Alfonso Gatto est la figure intellectuelle la plus importante du Salerne du XXe siècle. Un poète, avant tout, lié à l’expérience la plus importante du siècle pour la poésie italienne, l’hermétisme, qui, après les maîtres Montale et Ungaretti, a vu Salvatore Quasimodo, Mario Luzi et Leonardo Sinisgalli, marquer le renouveau de la poésie italienne. Mais cantonner Gatto dans les rangs de la poésie, à laquelle sa renommée littéraire est pourtant liée, est pauvre et injuste.

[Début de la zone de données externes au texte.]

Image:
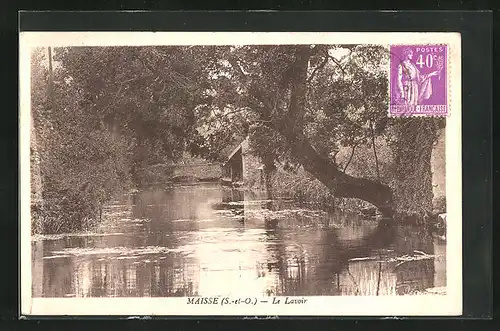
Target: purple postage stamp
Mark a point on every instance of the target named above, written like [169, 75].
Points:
[418, 80]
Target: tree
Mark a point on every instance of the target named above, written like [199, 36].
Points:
[307, 103]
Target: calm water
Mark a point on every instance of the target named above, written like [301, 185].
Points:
[208, 240]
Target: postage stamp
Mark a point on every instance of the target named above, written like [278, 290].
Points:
[418, 80]
[244, 174]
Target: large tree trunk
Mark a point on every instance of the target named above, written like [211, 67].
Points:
[412, 150]
[291, 127]
[341, 184]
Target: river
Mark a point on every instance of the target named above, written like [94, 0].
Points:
[207, 240]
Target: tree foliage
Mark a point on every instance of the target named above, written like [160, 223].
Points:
[120, 109]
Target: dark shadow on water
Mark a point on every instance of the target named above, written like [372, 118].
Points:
[179, 241]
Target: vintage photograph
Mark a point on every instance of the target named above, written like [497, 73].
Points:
[239, 171]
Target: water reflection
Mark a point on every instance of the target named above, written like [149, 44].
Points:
[209, 240]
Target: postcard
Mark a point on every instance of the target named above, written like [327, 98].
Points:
[242, 174]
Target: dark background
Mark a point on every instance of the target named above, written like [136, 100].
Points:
[477, 70]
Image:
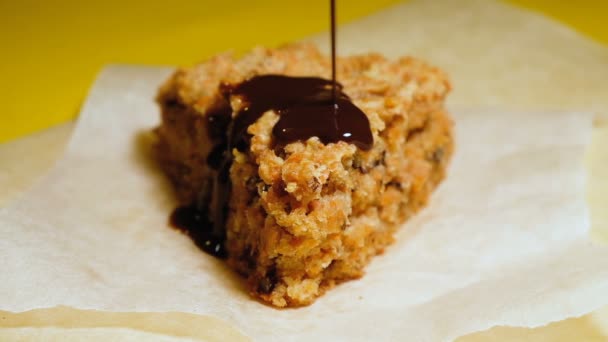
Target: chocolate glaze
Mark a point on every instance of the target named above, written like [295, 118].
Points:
[194, 222]
[307, 107]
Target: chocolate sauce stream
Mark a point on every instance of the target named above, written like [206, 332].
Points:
[332, 11]
[307, 107]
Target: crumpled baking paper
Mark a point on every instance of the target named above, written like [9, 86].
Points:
[502, 242]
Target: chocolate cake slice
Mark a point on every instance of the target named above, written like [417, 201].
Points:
[298, 196]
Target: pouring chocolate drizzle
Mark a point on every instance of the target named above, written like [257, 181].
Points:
[307, 107]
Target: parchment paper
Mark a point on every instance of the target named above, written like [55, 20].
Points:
[502, 242]
[523, 83]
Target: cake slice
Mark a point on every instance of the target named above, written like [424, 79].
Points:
[297, 218]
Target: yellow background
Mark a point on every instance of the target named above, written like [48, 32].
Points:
[52, 50]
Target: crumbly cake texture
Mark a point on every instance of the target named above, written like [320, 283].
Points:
[310, 216]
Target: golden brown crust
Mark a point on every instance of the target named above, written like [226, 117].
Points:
[311, 216]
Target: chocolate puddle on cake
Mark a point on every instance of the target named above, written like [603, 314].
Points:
[308, 107]
[281, 174]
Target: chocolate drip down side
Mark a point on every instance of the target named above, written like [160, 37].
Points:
[307, 107]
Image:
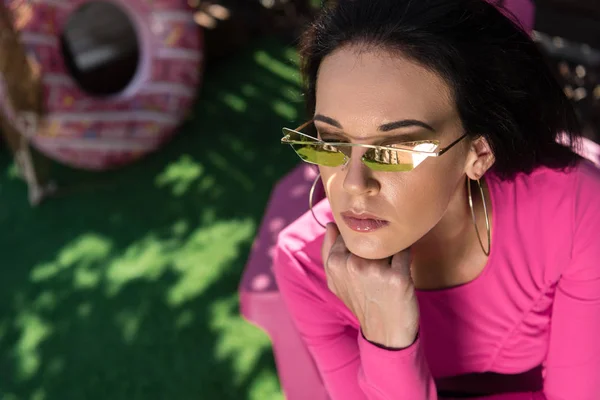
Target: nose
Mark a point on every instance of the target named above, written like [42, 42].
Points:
[359, 178]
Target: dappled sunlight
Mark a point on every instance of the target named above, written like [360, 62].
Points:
[126, 287]
[34, 330]
[239, 176]
[284, 70]
[236, 102]
[234, 335]
[203, 258]
[180, 175]
[84, 254]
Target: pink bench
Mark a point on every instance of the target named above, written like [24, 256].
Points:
[260, 301]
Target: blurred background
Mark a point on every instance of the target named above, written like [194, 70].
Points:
[139, 150]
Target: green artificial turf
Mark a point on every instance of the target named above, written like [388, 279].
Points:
[125, 287]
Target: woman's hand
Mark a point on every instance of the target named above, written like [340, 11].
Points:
[381, 295]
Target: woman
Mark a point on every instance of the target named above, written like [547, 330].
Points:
[461, 257]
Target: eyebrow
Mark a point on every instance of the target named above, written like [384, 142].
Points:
[405, 123]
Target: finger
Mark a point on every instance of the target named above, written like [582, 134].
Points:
[331, 235]
[401, 261]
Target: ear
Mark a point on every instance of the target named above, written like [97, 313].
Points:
[480, 158]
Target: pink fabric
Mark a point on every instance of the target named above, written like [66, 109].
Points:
[537, 302]
[260, 300]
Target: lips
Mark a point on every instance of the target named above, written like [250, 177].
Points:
[363, 222]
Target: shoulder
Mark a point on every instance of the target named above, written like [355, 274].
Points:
[545, 218]
[298, 248]
[548, 192]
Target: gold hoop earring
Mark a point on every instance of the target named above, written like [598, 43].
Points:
[487, 218]
[310, 199]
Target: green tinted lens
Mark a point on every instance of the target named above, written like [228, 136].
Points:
[320, 154]
[314, 151]
[390, 160]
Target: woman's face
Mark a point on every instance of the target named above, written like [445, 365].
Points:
[358, 92]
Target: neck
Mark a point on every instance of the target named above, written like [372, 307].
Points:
[438, 255]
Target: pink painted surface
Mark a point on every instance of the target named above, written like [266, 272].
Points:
[260, 301]
[101, 133]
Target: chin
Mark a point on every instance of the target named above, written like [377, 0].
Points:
[371, 246]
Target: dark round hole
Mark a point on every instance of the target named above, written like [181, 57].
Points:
[100, 48]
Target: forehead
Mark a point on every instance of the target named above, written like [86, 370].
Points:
[379, 86]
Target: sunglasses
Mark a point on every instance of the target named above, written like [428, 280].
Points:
[401, 157]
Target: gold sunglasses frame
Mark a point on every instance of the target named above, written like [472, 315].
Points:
[436, 153]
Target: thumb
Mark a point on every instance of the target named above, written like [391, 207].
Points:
[331, 234]
[401, 261]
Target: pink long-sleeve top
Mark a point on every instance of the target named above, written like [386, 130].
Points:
[528, 327]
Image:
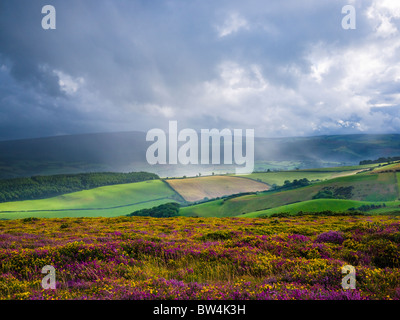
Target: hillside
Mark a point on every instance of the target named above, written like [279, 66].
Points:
[365, 187]
[105, 201]
[126, 152]
[196, 189]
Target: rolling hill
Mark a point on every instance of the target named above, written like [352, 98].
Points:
[126, 152]
[196, 189]
[108, 201]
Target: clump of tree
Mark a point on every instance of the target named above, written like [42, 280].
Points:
[39, 187]
[380, 160]
[367, 207]
[166, 210]
[324, 213]
[296, 183]
[335, 193]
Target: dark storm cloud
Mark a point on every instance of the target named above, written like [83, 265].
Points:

Sa vitalité débordante et sa recherche de nouvelles formes d’expression l’ont amené à être journaliste (également sportif), prosateur, homme politique antifasciste (il a été arrêté en 1936 pour des raisons politiques et a participé à la Résistance), auteur de livres pour enfants, critique littéraire militant et critique d’art, et enfin peintre, avec des dessins et des peintures qui dépassent de loin la qualité d’un bon amateur.
Sa poésie et sa vie sont marquées par l’amour, un thème qui se mêle à d’autres – à commencer par son engagement politique – et qui caractérise toute sa production poétique, qui a duré plus de quarante ans, de la publication de son premier livre, Isola (1934), jusqu’à sa mort.
Il naît à Salerne, étudie au Liceo Tasso, mais abandonne ses études faute de moyens financiers et se rend à Milan, commençant une vie d’errance, entre la capitale lombarde, puis Florence, Rome, mais subissant toujours l’appel de Salerne, qu’il n’abandonnera jamais, tant dans ses vers (Salerne, rime de l’hiver) que dans sa fréquentation. Il aimait son centre historique – il naquit au cœur du quartier Fornelle, Via delle Galesse – et fréquentait avec passion le restaurant Vicolo della Neve, sur les murs duquel sont encore gravés quelques vers écrits de sa main.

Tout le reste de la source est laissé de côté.